Me corrí al asiento más alejado de la ventana y volví a entregarme al sopor...
BUM!
De nuevo esa trola explosión.
Esta vez la vi entera.
Pequeñas bolas de fuego saltaron para todos lados. Una señora desde una calle abrió los ojos grandes.
La misma llamarada amarilla, el mismo final.
El tren siguió hasta la siguiente estación y al frenar la gente lo desalojó con pánico.
En mi lugar me sentía seguro pero todos los asientos alrededor mío estaban vacíos y todos me miraban, como si yo fuera un insolente sinvergüenza que pretendía reirme en la cara de la mismísima Muerte.
Yo sólo tenía fiaca.
Bueno, me crucé a otros asientos.
El maquinista, el guarda, dos viejos, una señora, todos hablaban al respecto mirando desde afuera, y a pertinente distancia, lo que sería desde afuera el manchón de la quemadura.
Me cago en su criterio.
Escuché algo de que el tren se quedaría en esa estación y no terminaría el viaje.
Suerte perra.
No me moví del asiento, ¿Qué más daba?.
Al rato la Junta Deliberante subió, cerraron las puertas del tren y arrancó...

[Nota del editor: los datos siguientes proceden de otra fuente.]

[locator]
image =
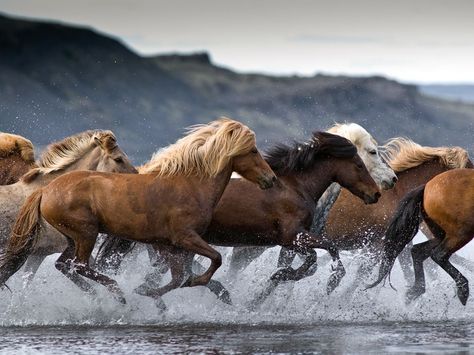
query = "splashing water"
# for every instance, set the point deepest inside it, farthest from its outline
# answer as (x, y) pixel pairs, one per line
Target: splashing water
(51, 299)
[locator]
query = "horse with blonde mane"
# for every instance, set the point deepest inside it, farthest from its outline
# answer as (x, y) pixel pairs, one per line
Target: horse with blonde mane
(352, 225)
(445, 203)
(169, 208)
(382, 174)
(90, 150)
(16, 157)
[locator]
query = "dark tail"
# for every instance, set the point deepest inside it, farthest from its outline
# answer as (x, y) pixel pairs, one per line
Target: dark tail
(23, 237)
(402, 229)
(111, 253)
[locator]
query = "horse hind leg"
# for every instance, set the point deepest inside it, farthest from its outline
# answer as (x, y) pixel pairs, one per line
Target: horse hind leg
(84, 247)
(441, 255)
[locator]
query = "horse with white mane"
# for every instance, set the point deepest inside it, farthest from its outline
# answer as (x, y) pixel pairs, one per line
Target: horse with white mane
(382, 174)
(16, 157)
(90, 150)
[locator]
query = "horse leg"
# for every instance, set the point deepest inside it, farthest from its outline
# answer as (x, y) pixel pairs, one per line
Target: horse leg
(193, 243)
(441, 255)
(242, 256)
(404, 258)
(84, 247)
(65, 265)
(420, 252)
(32, 265)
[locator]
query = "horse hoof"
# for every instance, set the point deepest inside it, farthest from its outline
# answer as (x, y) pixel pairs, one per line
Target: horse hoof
(413, 294)
(463, 293)
(143, 290)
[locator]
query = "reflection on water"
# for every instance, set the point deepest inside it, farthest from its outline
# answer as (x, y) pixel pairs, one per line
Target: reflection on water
(444, 337)
(52, 315)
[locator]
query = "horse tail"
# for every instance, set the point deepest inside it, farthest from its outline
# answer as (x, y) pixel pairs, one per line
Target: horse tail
(401, 230)
(23, 237)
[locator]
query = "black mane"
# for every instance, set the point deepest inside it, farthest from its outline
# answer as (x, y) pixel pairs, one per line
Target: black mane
(284, 159)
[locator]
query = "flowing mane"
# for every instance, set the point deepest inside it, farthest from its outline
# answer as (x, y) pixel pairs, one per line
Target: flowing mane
(402, 154)
(357, 134)
(15, 144)
(284, 159)
(60, 155)
(204, 151)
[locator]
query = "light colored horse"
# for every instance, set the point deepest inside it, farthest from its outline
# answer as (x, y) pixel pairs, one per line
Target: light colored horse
(382, 174)
(16, 157)
(89, 150)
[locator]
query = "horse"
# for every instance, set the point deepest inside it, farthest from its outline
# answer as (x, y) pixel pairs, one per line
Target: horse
(246, 216)
(16, 157)
(445, 203)
(352, 225)
(169, 208)
(89, 150)
(383, 175)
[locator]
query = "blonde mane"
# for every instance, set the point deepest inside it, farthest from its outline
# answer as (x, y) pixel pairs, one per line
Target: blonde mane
(353, 132)
(204, 151)
(12, 143)
(402, 154)
(61, 154)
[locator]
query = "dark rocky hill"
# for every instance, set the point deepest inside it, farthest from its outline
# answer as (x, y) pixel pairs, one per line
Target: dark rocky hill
(56, 80)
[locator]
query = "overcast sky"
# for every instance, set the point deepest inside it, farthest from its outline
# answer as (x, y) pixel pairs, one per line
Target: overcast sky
(410, 40)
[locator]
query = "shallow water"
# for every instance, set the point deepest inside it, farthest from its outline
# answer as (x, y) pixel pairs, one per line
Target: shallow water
(51, 315)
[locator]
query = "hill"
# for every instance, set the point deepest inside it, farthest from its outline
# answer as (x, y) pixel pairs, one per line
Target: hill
(56, 80)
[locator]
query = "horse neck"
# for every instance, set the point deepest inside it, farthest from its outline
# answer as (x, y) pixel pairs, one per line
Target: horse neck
(317, 179)
(419, 175)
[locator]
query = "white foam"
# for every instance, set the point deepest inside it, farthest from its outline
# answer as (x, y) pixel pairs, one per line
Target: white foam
(53, 300)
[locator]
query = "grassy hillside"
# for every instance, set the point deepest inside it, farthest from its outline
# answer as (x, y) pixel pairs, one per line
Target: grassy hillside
(56, 80)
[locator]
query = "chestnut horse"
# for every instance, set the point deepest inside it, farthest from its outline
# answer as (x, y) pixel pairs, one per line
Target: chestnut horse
(16, 157)
(169, 208)
(352, 225)
(446, 204)
(246, 216)
(382, 174)
(89, 150)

Faltaban pocas estaciones.
Pasó una. Nada. Bien.
Pasaron dos. Nada de nada. Muy bien +.
Quedaban sólo dos estaciones.
BUM!
La concha de la lora!
Estaba tan cerca de llegar.
Llegó a la estación y montaron el circo una vez más: gente huyendo, gente debatiendo.
Tomó menos tiempo, el tren siguió, no explotó más.
Llegó a la estación terminal. Me bajé del tren y mucha gente subió.
Pensé en avisarles, pero buen, se mataban a codazos por un puto lugar.
Argentina 2008. Feliz regreso a casa.

Y encima llegué tarde a la peluquería y se negaron a cortarme el pelo.